Ван Бюрен внимательно посмотрел в лицо Стивену и после паузы поинтересовался:

– Вы же это согласовали с визирем, Мэтьюрин?

– Разумеется. Он заявил, что двор это ни в коей мере не волнует. Защиту публично отозвали, о чем уведомили Дюплесси. А мы можем делать все, что нам заблагорассудится. Но он уверен, что мы будем осторожными и не останется опознаваемых останков.

– Тогда я полностью удовлетворен, какое же облегчение! Давайте в таком случае пошлем за вторым, а тем временем не начать ли с головы?

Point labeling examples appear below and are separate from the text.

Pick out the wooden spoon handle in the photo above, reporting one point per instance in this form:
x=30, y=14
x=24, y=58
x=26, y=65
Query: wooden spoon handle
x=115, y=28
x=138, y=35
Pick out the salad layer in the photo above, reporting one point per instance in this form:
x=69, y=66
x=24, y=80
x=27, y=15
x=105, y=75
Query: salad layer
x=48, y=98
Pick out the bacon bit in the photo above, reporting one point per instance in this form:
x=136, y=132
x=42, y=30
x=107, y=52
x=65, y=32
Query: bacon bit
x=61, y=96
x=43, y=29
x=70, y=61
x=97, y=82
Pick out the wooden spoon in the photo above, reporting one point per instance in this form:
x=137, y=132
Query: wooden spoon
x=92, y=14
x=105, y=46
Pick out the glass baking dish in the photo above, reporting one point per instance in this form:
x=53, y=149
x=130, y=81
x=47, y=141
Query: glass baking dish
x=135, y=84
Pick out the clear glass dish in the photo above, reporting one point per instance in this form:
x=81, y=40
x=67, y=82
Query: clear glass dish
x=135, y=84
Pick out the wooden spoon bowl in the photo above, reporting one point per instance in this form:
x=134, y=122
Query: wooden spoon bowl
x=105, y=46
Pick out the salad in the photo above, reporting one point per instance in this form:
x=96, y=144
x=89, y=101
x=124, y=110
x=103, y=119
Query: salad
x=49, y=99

Работали они спокойно, с холодной, целеустремленной сосредоточенностью. Каждый четко понимал, с чем имеет дело, какие органы пригодятся для дальнейшего сравнения, а какие можно отбросить. Нужды в словах не возникало. Стивен присутствовал на множестве вскрытий и сам провел несколько сотен (сравнительная анатомия входила в число его основных интересов), но ни разу не видел такого умения, такой деликатности в отделении тонких материй, такой ловкости, твердости и экономии движений при отделении излишнего материала, такой скорости. Имея перед глазами подобный пример, он работал быстрее и аккуратнее, чем когда-либо раньше.

Ход времени он не замечал. Но все равно, когда длинный стол наконец-то очистили, полка ван Бюрена с заспиртованными образцами селезенки пополнилась двумя новыми сияющими банками, некоторое количество органов, столь же обезличенных, как товары в лавке мясника, сохранили в солевом растворе для последующего использования, а совершенно неузнаваемые останки заперли в оцинкованных деревянных ящиках, они удивились, обнаружив что на дворе все еще ночь. Сообщники сняли длинные фартуки, вымыли инструменты и руки и вышли наружу, посидеть в сиянии перевалившей за первую четверть луны.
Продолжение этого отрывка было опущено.